New Governor Faces Tough Challenge
New Governor Faces Tough Challenge
The new governor of Bangladesh Bank has taken office at a time when the country’s banking sector is mired in deep crisis, with record non-performing loans (NPLs), capital deficits and declining depositor confidence.
Economists and senior bankers caution that incremental administrative fixes will not suffice. They argue that the gravity of the situation now requires sweeping legal reforms, stronger governance standards and greater operational independence for the central bank.
By September 2025, total NPLs had soared to Tk6.44 lakh crore, representing nearly 36% of all outstanding loans—more than double the roughly 17% recorded a year earlier. In several banks, bad loans account for 60% to 70% of portfolios, effectively paralysing operations.
Amid this turmoil, five troubled Shariah-based banks—First Security Islami Bank, Social Islami Bank, Union Bank, Global Islami Bank and EXIM Bank—have been consolidated into a single entity, Sammilito Islami Bank PLC. The merged institution holds deposits of Tk1.31 lakh crore and serves more than 7.5 million customers. Successfully managing this merger and restoring public trust will be one of the new governor’s first major tests under the new government.
Meanwhile, the cancellation process for nine non-bank financial institutions is ongoing. To date, the interim government has enacted only two banking-related ordinances—the Bank Resolution Ordinance and the Deposit Insurance Ordinance—while broader reform initiatives remain stalled.
Officials at Bangladesh Bank say proposed amendments to the Bangladesh Bank Order, 1972 and the Bank Company Act have been held up at the finance ministry.
According to central bank sources, a revised draft amendment to the Bangladesh Bank Order—aimed at strengthening regulatory autonomy—has been awaiting approval for over four months. The initial proposal sought to remove three government officials from the central bank’s board. Following objections from the finance ministry, the draft was revised to retain one bureaucrat instead of three. It also proposes granting the governor ministerial rank and requiring the oath of office to be administered by the chief justice. Despite these revisions, clearance has yet to be granted.
A second major reform package concerns amendments to the Bank Company Act. Approved by the Bangladesh Bank board in October last year and later submitted to the finance ministry, the draft outlines 45 proposed changes.
Key measures include reducing the maximum size of bank boards from 20 directors to 15 and requiring independent directors to comprise at least half of the board—up from the current minimum of three. It also proposes that independent directors be selected from a vetted shortlist prepared by an expert committee.
Another notable provision aims to limit ownership concentration by preventing any individual, family or institution from holding more than a 5% stake in multiple banks.
Bangladesh Bank maintains that these reforms are essential to strengthening governance and oversight across both private and state-owned banks. However, resistance from the private sector has been strong. The Bangladesh Association of Banks has formally objected to the finance ministry, particularly regarding the proposed ownership cap.

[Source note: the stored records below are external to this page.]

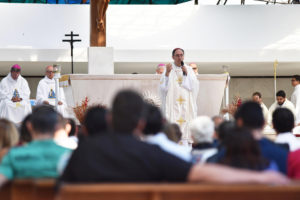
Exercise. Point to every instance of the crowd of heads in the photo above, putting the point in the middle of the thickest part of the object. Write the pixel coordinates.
(235, 142)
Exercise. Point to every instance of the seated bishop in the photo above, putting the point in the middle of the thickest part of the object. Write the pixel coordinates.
(14, 96)
(46, 93)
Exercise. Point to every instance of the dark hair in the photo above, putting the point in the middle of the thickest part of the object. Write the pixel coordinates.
(154, 120)
(73, 126)
(251, 115)
(243, 151)
(95, 120)
(257, 94)
(173, 52)
(45, 120)
(127, 110)
(297, 77)
(280, 93)
(283, 120)
(173, 132)
(25, 135)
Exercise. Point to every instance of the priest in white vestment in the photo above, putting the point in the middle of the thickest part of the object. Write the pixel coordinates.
(257, 97)
(179, 89)
(14, 96)
(281, 102)
(46, 93)
(295, 98)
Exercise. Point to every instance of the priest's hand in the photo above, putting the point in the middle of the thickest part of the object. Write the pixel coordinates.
(169, 68)
(16, 99)
(184, 70)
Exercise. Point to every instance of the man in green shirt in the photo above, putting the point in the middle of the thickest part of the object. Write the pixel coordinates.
(39, 158)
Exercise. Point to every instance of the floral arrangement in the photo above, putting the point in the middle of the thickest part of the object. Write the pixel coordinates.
(81, 109)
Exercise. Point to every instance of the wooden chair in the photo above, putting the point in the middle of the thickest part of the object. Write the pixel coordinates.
(35, 189)
(177, 192)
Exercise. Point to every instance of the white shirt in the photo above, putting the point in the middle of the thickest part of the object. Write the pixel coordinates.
(265, 111)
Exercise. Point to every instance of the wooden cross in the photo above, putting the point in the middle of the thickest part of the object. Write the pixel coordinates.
(98, 22)
(179, 80)
(180, 100)
(180, 121)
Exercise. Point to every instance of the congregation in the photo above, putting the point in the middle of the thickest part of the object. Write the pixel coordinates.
(133, 142)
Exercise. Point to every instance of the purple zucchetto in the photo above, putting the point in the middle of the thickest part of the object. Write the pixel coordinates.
(16, 67)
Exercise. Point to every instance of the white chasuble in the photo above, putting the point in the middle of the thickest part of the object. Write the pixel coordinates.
(295, 98)
(46, 92)
(179, 94)
(9, 88)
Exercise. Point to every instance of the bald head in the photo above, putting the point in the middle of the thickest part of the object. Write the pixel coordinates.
(194, 67)
(49, 72)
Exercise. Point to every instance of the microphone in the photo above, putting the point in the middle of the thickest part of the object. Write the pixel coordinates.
(182, 64)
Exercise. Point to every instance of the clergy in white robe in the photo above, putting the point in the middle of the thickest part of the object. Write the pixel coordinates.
(257, 97)
(46, 92)
(281, 102)
(14, 96)
(295, 98)
(179, 89)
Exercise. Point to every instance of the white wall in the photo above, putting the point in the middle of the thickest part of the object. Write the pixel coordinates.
(41, 26)
(141, 33)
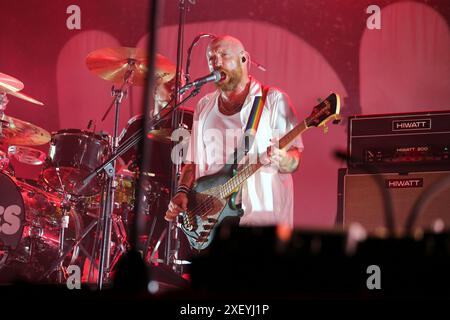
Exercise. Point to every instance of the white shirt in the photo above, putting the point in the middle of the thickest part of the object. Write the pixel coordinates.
(268, 195)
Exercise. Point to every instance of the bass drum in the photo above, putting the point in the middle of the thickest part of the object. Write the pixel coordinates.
(74, 154)
(31, 250)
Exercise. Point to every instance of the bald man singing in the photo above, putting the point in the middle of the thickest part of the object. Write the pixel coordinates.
(267, 197)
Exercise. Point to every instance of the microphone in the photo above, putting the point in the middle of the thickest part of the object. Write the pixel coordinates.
(213, 76)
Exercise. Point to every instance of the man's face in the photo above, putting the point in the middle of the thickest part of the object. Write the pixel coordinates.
(225, 57)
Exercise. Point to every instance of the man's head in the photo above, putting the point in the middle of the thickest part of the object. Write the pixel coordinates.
(227, 54)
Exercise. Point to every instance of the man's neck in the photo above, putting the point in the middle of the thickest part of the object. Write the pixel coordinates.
(238, 93)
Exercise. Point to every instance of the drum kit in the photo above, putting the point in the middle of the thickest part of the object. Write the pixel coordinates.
(55, 221)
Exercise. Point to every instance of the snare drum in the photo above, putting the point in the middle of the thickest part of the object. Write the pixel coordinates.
(30, 227)
(73, 155)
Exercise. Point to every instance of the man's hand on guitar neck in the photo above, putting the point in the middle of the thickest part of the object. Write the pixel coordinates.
(286, 161)
(179, 202)
(177, 205)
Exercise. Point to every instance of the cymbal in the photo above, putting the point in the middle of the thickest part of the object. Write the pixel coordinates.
(12, 86)
(161, 135)
(9, 84)
(112, 64)
(19, 132)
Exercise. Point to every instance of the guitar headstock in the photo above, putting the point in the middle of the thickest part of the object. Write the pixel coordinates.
(325, 111)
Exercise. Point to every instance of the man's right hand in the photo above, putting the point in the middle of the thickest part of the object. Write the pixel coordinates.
(177, 204)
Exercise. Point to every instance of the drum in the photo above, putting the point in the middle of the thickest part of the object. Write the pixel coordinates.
(5, 163)
(72, 156)
(30, 228)
(125, 190)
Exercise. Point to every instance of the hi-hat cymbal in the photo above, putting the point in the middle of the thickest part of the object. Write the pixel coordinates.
(18, 132)
(161, 135)
(112, 64)
(12, 86)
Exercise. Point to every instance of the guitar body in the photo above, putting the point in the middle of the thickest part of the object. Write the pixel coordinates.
(206, 209)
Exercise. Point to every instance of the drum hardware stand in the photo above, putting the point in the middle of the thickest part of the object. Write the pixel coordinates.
(3, 102)
(64, 225)
(76, 243)
(108, 204)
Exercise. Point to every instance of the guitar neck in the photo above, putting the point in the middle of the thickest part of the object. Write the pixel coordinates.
(248, 170)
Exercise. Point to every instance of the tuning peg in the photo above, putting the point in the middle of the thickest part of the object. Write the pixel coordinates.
(337, 119)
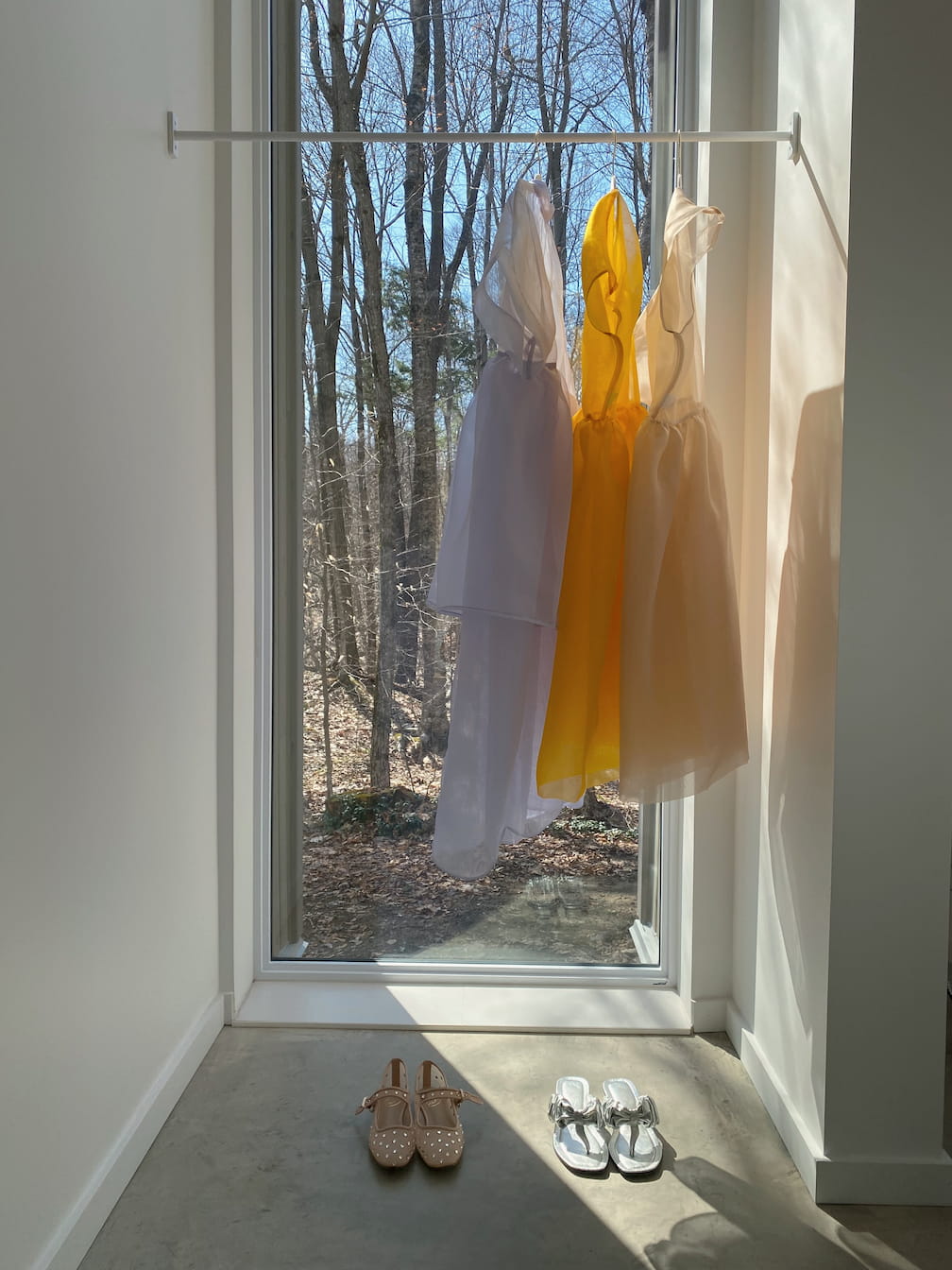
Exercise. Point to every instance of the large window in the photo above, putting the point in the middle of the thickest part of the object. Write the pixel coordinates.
(377, 250)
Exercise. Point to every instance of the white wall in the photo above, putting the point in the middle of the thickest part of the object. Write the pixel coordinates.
(843, 815)
(789, 790)
(108, 903)
(892, 790)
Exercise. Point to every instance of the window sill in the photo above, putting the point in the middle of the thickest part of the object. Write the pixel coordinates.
(613, 1007)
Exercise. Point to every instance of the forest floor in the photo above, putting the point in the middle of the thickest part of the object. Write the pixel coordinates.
(371, 890)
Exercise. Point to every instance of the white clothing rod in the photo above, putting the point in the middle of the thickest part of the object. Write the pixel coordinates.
(790, 136)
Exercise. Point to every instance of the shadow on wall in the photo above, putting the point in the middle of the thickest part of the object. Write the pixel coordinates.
(748, 1231)
(800, 799)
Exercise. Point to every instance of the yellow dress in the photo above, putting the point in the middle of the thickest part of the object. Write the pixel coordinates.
(580, 739)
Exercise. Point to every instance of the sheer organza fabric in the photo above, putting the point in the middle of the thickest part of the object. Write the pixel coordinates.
(501, 558)
(683, 722)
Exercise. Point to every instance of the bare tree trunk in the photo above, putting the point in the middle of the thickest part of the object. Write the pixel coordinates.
(427, 340)
(325, 685)
(343, 94)
(325, 335)
(367, 572)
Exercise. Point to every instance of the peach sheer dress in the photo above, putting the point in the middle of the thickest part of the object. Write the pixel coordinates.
(683, 723)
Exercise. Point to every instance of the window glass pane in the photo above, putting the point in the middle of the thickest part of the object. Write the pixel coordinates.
(394, 240)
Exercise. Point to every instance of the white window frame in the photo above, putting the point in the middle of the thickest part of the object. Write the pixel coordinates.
(439, 995)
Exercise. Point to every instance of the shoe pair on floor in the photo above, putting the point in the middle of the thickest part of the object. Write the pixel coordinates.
(431, 1128)
(587, 1130)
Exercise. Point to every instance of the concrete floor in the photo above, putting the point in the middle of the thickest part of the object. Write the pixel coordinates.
(264, 1166)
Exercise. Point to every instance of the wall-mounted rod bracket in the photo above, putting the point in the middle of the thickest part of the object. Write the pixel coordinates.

The broader economic environment remains fragile. Inflation has persisted above 8%, while lending rates of 14%–15%—with the policy rate at 10%—have weighed on private investment. Liquidity strains at several banks have further heightened depositor anxiety.
Dr Zahid Hussain, former lead economist at the World Bank’s Dhaka office, questioned the prolonged delay.
“This is not a new file,” he noted, pointing out that the draft laws were prepared through extensive consultations involving the finance ministry, Bangladesh Bank and other stakeholders. He added that the reforms were reflected in mission reports of the International Monetary Fund and incorporated into the government’s Letter of Economic and Financial Policies, signed by both the finance minister and the Bangladesh Bank governor.
“After that process, the role of the finance ministry is straightforward—review the draft, clear it, or clearly explain why it cannot be cleared,” he said, adding that leaving the file pending for months inevitably raises concerns.
Dr Zahid suggested the delay may be driven more by questions of authority than by technical disagreements. “One key element of the reform is reducing the finance ministry’s representation on the Bangladesh Bank board. From that perspective, the issue is control,” he observed.
He stressed that central bank independence should not be viewed narrowly. “It is not only about fiscal dominance. It also involves bureaucratic dominance and influence from business lobbies.”
Dr Mustafa K Mujeri, a distinguished economist and former chief economist of Bangladesh Bank, emphasised that the new government must act swiftly to finalise legal reforms, reinforce regulatory autonomy, enhance transparency, publish forensic audit findings and hold financial offenders accountable.
“Without decisive steps,” he warned, “structural weaknesses in the banking sector could continue to undermine financial stability and delay broader economic recovery.”